Why do AI chatbots make up citations?

Language models generate the most plausible-sounding next words, one token at a time. A citation is just more words. Without a connection to a live search system, the model has no real source to point to, so it produces something that fits the pattern of a citation rather than a verified one. The fabrication is structural rather than a sign that the model is broken.

Is ChatGPT the only AI that hallucinates sources?

No.

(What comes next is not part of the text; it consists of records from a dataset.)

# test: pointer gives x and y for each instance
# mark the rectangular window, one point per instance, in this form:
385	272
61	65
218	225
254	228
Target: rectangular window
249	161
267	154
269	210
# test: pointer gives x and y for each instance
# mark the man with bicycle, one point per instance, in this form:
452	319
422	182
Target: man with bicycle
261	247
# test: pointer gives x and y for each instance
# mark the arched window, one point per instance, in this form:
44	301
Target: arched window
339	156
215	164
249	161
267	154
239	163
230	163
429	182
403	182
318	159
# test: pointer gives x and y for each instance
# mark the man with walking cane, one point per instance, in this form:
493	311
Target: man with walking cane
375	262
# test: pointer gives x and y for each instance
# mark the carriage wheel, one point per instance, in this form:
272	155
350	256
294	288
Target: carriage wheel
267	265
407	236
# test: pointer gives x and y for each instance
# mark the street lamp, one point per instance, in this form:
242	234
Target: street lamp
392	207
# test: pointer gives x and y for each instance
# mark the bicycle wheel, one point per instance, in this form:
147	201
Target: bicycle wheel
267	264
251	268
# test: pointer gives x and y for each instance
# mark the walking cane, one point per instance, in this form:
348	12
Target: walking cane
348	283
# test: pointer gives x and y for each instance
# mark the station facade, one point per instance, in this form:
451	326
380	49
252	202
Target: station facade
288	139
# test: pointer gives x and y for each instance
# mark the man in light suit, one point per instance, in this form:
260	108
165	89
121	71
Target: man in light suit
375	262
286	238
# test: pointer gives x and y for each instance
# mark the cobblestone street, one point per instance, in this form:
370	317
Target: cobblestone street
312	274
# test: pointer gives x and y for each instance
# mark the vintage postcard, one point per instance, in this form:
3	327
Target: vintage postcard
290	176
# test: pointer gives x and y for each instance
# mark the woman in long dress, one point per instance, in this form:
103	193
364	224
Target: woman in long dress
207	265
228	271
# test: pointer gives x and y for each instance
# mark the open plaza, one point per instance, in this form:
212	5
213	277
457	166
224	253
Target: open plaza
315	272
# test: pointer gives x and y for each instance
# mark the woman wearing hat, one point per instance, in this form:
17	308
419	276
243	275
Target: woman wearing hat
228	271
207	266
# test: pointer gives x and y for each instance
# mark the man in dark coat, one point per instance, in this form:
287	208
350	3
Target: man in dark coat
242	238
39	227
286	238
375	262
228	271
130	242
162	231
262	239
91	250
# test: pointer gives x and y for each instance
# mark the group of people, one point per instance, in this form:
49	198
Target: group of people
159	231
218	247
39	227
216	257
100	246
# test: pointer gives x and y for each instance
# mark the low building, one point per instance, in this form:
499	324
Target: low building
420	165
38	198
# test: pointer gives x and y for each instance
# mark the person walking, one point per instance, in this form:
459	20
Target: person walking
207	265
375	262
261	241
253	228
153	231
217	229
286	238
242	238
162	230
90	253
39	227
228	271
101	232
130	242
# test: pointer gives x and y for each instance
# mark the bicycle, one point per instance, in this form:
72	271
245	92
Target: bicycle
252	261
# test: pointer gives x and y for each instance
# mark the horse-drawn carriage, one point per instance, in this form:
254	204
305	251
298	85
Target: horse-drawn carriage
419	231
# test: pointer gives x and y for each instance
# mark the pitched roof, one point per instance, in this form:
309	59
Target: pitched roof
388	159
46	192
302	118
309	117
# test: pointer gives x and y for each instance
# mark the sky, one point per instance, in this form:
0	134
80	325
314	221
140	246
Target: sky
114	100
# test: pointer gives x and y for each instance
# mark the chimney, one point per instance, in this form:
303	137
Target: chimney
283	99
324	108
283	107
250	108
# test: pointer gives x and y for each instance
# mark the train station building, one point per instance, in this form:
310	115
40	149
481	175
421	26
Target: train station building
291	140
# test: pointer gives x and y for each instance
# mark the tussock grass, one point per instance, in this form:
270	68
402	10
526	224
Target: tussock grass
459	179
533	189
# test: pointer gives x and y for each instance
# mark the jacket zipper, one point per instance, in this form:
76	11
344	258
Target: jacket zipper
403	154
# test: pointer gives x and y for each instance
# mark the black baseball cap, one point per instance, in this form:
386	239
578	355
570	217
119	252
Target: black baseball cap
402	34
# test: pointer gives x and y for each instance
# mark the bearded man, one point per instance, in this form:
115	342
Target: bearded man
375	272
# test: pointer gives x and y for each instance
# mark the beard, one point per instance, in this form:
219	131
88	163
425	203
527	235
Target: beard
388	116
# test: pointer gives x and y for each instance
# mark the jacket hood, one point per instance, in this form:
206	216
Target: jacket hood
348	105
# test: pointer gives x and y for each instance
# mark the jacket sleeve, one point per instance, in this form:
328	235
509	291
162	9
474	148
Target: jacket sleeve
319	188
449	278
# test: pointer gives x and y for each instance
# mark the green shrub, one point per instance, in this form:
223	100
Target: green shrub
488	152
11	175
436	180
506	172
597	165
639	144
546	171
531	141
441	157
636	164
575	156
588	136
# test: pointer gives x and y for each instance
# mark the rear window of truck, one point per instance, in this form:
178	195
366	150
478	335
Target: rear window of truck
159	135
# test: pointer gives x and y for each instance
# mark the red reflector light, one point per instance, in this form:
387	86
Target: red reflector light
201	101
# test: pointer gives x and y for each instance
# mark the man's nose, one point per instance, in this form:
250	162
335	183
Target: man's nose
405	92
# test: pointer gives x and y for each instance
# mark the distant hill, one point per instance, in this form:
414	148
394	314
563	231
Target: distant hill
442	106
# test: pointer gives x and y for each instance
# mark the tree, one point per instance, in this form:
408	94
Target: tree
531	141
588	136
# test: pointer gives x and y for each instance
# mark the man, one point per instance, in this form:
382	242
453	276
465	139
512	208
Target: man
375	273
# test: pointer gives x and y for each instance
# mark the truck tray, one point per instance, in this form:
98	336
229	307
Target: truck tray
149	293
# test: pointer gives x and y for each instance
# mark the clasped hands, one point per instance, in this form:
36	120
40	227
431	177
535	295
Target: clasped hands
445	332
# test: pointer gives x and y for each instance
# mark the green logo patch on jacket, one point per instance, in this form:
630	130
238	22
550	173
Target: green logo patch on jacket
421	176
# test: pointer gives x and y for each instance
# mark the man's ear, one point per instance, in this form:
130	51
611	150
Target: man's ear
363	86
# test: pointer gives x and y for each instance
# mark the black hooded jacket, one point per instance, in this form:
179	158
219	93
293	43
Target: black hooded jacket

Hallucinated sources show up in every major commercial chatbot when they are asked to produce citations from training data alone. Public hallucination leaderboards track comparative rates across leading models, and none of them score zero. Hallucination is a property of the architecture, not a specific brand.

How common are AI hallucinated citations?

Common enough to cause repeat real-world incidents. A 2024 Stanford HAI study of commercial legal research tools, which already use retrieval, found that some products hallucinated on roughly one in six queries. Consumer chatbots without retrieval hallucinate more often. The rate depends on the task and the product.

Does retrieval-augmented generation fix the problem?

It reduces the risk but does not eliminate it. A model with live search can still misquote a retrieved article, attach the wrong source to the wrong claim, or ignore contradicting sources. The architecture has to do more than just retrieve: it has to refuse to answer when nothing relevant is found and stop the model from writing URL fields directly.

Can I trust an AI fact-checker if it shows me sources?

Only if you can click through. A tool that lists sources you cannot inspect is still a guess. A tool that shows you the actual article, publisher, and date for every claim it checks gives you the ability to verify the verdict yourself. That last step is what separates a fact-checker from a confident summariser.